Hall Of Fame, Hall Of Shame
We have a few members in our Hall Of Fame now.
BAT Motorcycles of Biggin Hill
Firstly a big thanks to BAT, who we rate as the world's experts on grey-import bikes.
They effortlessly found and supplied a wide range of spares for Caroline's Serow and Beau's non-UK TTR.
As it turned out, this particular Serow is a one-off model made only for one year and only for the Japanese market, yet BAT had a spares book for it (entirely in Japanese but that doesn't faze the staff in the slightest), and of course a spares book for the TTR also in Japanese.
There was only one item they couldn't find, the strange rear sprocket for the Serow, produced only, as far as we could find, for that one year. They offered to obtain one from Japan, but the price was three figures and Caroline had found a pattern part anyway, although only in aluminium (not the best for desert travel).
Amazingly, a couple of weeks after we had collected everything from their shop, they phoned to say that during a clearout of their deepest dungeons they had found a genuine Yamaha sprocket for that particular year, complete with cush-drive bushes already factory-fitted, which we could have for less than the price of the pattern part without bushes.
This sprocket is so strange, with no means to positively locate the sprocket on the push-fit bushes to ensure correct alignment, that it's not surprising that it didn't get into BAT's stock database.
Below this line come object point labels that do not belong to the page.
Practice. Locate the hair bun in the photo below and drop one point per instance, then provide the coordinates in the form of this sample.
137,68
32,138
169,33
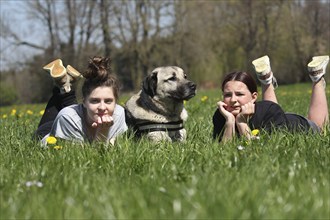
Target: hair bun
98,68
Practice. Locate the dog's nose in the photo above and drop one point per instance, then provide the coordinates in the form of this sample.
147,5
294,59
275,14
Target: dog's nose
192,86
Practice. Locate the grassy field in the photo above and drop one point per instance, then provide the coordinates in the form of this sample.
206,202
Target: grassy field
284,176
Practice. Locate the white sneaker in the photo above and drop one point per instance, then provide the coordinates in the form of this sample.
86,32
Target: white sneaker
73,72
263,71
59,74
317,66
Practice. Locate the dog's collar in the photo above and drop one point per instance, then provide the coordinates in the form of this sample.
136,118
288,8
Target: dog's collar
146,126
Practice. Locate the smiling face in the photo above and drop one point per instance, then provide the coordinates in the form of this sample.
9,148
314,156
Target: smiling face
101,101
236,94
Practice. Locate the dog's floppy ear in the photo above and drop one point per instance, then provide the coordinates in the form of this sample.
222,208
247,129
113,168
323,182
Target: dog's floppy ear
150,84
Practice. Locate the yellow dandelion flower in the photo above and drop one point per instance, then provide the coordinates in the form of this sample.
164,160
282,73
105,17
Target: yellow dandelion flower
255,132
13,112
204,98
51,140
57,147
So it was very good fortune to find an original one with the bushes pre-aligned.
Anyway, it didn't end there, as Beau's TTR is the model that's notorious for having the world's most expensive headlamp bulb. Only available from an obscure Japanese manufacturer. (Changed on later models).
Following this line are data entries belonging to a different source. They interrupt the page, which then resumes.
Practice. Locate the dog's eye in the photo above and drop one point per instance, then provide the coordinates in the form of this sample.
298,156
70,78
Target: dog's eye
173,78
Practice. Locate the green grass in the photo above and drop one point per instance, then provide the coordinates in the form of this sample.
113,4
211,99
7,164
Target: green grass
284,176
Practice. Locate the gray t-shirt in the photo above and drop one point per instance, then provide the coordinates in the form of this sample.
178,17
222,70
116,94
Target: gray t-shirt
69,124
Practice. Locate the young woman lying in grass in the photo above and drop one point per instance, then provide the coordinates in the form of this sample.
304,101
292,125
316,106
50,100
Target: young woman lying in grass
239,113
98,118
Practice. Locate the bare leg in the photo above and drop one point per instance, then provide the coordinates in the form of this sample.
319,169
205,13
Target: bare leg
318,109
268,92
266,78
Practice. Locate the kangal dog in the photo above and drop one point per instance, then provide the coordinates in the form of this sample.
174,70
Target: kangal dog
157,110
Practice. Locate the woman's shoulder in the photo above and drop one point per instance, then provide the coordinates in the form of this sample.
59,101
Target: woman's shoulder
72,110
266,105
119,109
He needed a couple of spares so BAT supplied those as well, at about half the price often quoted on TTR250 websites (but still two figures).
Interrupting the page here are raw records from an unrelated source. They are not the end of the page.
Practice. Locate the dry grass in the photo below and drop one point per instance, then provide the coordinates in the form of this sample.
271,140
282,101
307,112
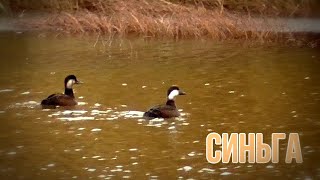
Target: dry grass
157,18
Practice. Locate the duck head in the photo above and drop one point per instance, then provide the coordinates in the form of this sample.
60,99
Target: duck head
70,80
174,91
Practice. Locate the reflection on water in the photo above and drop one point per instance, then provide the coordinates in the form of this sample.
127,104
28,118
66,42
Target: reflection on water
230,89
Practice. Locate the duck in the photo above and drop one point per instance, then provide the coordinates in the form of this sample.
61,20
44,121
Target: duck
168,110
66,99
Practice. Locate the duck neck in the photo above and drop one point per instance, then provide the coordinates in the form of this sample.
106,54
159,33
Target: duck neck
69,92
170,102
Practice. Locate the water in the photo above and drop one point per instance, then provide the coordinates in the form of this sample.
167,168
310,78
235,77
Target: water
230,88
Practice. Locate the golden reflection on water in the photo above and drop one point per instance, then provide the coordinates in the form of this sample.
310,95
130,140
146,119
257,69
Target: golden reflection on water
230,89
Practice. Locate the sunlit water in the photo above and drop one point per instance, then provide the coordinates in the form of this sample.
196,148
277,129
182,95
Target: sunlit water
230,88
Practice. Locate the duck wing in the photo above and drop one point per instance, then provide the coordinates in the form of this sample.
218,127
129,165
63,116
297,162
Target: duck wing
162,111
59,100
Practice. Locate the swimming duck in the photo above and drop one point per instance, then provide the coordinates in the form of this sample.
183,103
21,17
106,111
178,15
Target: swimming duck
66,99
167,110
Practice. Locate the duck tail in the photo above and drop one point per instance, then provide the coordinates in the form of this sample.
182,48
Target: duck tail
45,102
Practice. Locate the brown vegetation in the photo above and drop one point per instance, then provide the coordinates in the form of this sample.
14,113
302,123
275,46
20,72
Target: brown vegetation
160,18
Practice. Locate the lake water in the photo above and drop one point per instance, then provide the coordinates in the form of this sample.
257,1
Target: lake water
231,87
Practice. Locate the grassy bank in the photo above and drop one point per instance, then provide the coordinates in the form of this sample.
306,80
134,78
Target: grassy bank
216,19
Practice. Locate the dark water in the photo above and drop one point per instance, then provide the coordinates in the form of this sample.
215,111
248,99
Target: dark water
231,88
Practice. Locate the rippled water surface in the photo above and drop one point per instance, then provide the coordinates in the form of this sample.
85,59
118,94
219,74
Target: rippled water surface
230,88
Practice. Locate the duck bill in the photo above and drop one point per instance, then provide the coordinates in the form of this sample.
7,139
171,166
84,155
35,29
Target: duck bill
182,93
78,82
Unfortunately one was faulty straight out of the box which BAT immediately exchanged. But then another blew the day before departure. We left that behind for my son to take back to BAT's at some time, and to buy at least a couple more to be sent out to us.
Well, BAT's came up trumps again, donating free of charge a handful of bulbs (and they're quite small!) to our little journey.
They suggested a check of the regulator/rectifier would be in order.
We think thatís OK but have since found an intermittent earth connection to the bulb holder which we've attended to for now and will fix more securely another time.
The issue here is that this particular bike has a rather strange headlamp arrangement, with not only the super-expensive bulb but also involving a major disturbance to all the wiring just to reach it. So it's best not disturbed too often.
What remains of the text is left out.